This may look complex at first, but it's a straightforward and powerful concept. When you have a pair of terms like

• \((a-b)\) and \((a+b)\)

these terms produce a result that is the difference between two perfect squares. Here, \(a\) is squared, and \(b\) is squared, and the result shows their difference.
In our exercise, we have

• \(a = \sqrt{x}\)
• \(b = y\)

which fits perfectly into this pattern. Recognizing this pattern helps us simplify the product into a simpler subtraction format by just computing

• \(a^2 - b^2\)

.
This is often useful in algebra to make expressions easier to solve.

Simplification in algebra is the process of rewriting an expression in a simpler form, while maintaining the same value. In our example, we followed these crucial steps:

• Recognizing the structure of the expression as a difference of squares.
• Applying the difference of squares formula.
• Simplifying each component to reach the simplest form of the expression.

Starting with

• \(\sqrt{x}\)
• and \(y\)

you simplify

• \((\sqrt{x})^2 - y^2\)
• into \(x - y^2\)

The squaring of \(\sqrt{x}\) means multiplication of square root by itself, leading to the cancellation of the square root. This simplification offers a clearer and more manageable expression.

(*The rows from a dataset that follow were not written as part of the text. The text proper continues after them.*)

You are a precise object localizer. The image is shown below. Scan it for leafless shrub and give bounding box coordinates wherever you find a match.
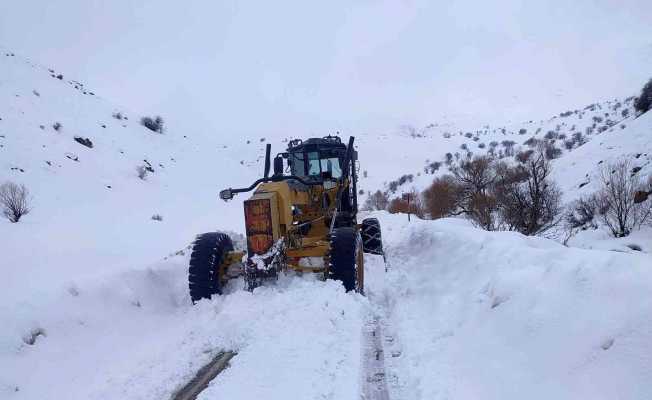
[0,182,31,223]
[387,190,424,218]
[543,141,562,160]
[140,116,163,133]
[565,195,598,229]
[136,165,148,180]
[423,175,460,219]
[494,152,561,235]
[453,156,497,230]
[596,160,651,237]
[362,190,389,211]
[515,150,534,164]
[634,79,652,115]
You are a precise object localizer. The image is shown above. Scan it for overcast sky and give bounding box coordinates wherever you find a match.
[0,0,652,135]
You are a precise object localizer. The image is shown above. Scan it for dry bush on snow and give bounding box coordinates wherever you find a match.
[140,116,163,133]
[136,165,148,180]
[453,156,497,231]
[423,175,460,219]
[387,191,424,218]
[596,160,651,237]
[362,190,389,211]
[0,182,30,223]
[494,152,561,235]
[634,79,652,115]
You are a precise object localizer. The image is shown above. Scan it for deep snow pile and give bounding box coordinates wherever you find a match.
[0,252,369,399]
[372,214,652,399]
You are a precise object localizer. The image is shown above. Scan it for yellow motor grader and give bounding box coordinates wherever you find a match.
[188,136,383,302]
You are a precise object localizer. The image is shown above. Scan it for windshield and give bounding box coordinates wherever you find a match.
[290,151,342,179]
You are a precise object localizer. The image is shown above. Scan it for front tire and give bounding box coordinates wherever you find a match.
[328,227,364,292]
[360,218,383,255]
[188,232,233,304]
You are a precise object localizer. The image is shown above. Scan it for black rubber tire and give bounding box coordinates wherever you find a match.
[188,232,233,303]
[360,218,383,255]
[328,227,358,292]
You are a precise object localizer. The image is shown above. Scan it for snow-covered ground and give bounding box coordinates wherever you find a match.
[370,215,652,399]
[0,53,652,400]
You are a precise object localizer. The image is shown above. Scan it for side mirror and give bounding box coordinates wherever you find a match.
[220,188,233,201]
[274,157,283,175]
[634,190,652,204]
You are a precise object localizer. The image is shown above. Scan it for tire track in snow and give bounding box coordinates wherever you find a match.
[362,318,389,400]
[171,351,236,400]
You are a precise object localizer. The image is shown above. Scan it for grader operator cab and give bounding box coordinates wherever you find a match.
[188,136,383,302]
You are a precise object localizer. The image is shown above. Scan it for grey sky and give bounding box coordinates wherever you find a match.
[0,0,652,134]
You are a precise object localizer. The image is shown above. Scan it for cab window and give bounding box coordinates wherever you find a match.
[308,151,321,176]
[321,157,342,179]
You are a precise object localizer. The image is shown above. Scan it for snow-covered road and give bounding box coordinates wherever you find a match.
[0,213,652,400]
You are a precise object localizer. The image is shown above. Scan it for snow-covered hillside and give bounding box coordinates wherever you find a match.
[0,53,652,400]
[364,97,652,205]
[371,214,652,400]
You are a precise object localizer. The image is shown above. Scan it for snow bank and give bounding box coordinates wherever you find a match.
[0,252,368,399]
[366,214,652,399]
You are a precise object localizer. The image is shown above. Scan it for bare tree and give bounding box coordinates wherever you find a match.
[136,165,147,180]
[0,182,30,223]
[423,175,460,219]
[363,190,389,210]
[494,151,561,235]
[453,156,497,231]
[596,160,651,237]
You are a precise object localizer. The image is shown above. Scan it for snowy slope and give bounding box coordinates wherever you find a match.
[362,97,652,205]
[369,213,652,400]
[0,53,652,399]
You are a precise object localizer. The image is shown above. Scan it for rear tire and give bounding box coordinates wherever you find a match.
[328,227,360,292]
[360,218,383,255]
[188,232,233,304]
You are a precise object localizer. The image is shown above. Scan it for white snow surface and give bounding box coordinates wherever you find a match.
[371,215,652,399]
[0,50,652,400]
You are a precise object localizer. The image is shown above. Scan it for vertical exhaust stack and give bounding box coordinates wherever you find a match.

An exponent tells us how many times a number is multiplied by itself. In algebra, exponents play a key role in simplifying expressions. Let's explore the exponents used in our original problem:

• \((\sqrt{x})^2\)

Exponents work by multiplying the base by itself. Here, the base is \(\sqrt{x}\), and it is squared. Squaring a square root is a neat trick in algebra: it removes the square root. This is an application of the property where

• \((\sqrt{a})^2 = a\)

This property is useful to know because it simplifies calculations and helps in reaching the final simplified form.

• \(y^2\)

This term refers to the base \(y\) being multiplied by itself. In our final solution, \(y^2\) remains as is because there are no operations that allow further simplification in this context.